Una toalla caliente y una tintura fría que olía a lavanda y escocía completaron sus artísticos esfuerzos. El róseo depositó una moneda en la mano del barbero, lo que consiguió que éste hiciera una honda reverencia y, murmurando halagos, se retirara caminando de espaldas hasta volver a trasponer el umbral.

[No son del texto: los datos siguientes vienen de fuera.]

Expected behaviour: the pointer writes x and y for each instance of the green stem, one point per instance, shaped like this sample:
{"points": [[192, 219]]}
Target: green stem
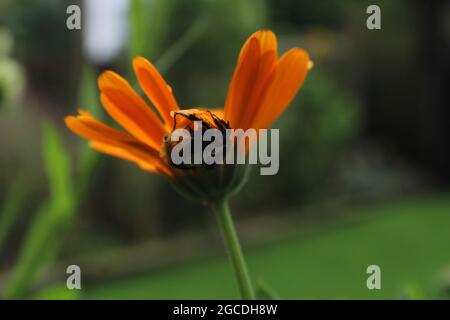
{"points": [[231, 240]]}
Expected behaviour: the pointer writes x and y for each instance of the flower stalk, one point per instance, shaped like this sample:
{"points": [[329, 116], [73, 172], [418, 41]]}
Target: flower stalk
{"points": [[222, 211]]}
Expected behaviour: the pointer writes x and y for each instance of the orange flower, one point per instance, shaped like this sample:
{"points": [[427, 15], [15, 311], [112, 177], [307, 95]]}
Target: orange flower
{"points": [[261, 88]]}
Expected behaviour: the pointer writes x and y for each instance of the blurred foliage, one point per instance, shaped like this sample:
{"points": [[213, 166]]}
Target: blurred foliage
{"points": [[51, 222], [11, 73], [364, 86], [10, 210], [320, 123]]}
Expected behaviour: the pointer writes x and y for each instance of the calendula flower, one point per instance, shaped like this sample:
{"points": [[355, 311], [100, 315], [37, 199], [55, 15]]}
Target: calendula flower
{"points": [[262, 86]]}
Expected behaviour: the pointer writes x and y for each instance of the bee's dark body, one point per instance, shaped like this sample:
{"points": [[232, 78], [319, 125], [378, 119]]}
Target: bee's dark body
{"points": [[213, 123]]}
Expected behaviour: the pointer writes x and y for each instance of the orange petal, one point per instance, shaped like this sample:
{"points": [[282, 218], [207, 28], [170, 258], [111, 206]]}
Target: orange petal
{"points": [[156, 88], [125, 106], [86, 126], [242, 82], [264, 78], [290, 74], [113, 142], [267, 41]]}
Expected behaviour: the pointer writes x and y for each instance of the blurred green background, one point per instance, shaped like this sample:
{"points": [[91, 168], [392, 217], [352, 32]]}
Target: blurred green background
{"points": [[364, 153]]}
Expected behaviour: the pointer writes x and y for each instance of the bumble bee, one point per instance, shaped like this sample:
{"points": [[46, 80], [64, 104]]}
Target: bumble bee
{"points": [[186, 119]]}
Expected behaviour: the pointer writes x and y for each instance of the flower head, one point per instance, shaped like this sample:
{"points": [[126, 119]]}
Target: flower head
{"points": [[261, 88]]}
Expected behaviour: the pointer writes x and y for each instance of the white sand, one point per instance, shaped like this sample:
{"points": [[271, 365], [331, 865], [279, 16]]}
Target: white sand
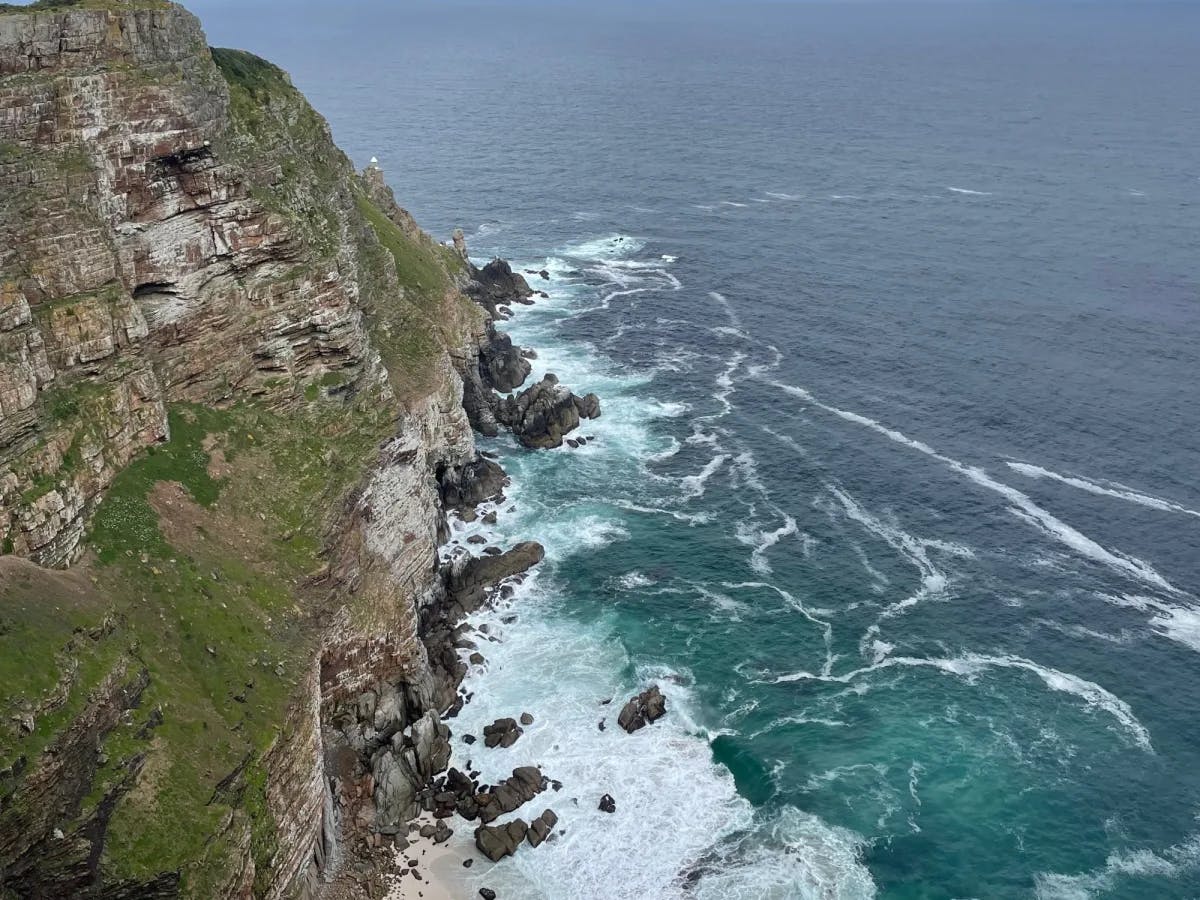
{"points": [[439, 867]]}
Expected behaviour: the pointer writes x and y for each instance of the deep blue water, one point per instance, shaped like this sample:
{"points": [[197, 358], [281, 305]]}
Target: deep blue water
{"points": [[894, 312]]}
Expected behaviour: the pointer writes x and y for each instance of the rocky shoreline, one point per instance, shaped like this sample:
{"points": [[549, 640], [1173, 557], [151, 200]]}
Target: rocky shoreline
{"points": [[408, 792]]}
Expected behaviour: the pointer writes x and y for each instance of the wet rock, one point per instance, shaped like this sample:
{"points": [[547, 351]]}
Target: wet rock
{"points": [[469, 579], [497, 285], [544, 413], [541, 828], [502, 365], [525, 784], [642, 709], [503, 732], [499, 841], [588, 406], [463, 487]]}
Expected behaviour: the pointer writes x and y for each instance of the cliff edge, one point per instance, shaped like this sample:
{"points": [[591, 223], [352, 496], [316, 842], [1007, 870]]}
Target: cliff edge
{"points": [[237, 394]]}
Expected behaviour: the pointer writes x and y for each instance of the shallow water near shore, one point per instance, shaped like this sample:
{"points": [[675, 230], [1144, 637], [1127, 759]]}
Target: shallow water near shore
{"points": [[897, 489]]}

Se escucharon risitas femeninas en el pasillo. Una voz, no lo bastante queda, susurró:
—¡Ven a verlo, Iselle!
También
tiene barbilla. Te lo dije.
—Sí, tenías razón. Y muy bonita.
Iselle entró en la habitación con la espalda recta, intentando lucir muy regia con el elaborado vestido que había llevado a la investidura, pero fue incapaz de conservar esa solemnidad; miró a Cazaril y se echó a reír. A su lado, Betriz, casi igual de elegante, era toda hoyuelos y brillantes ojos castaños. Su complicado peinado parecía implicar un montón de tirabuzones negros que le enmarcaban el rostro y botaban de forma fascinante cuando se movía. Iselle se llevó la mano a los labios.
—¡Santos dioses, Cazaril! ¡Ahora que has salido de detrás de ese seto de canas, no pareces tan mayor!
—
Nada
mayor —corrigió enérgicamente Betriz.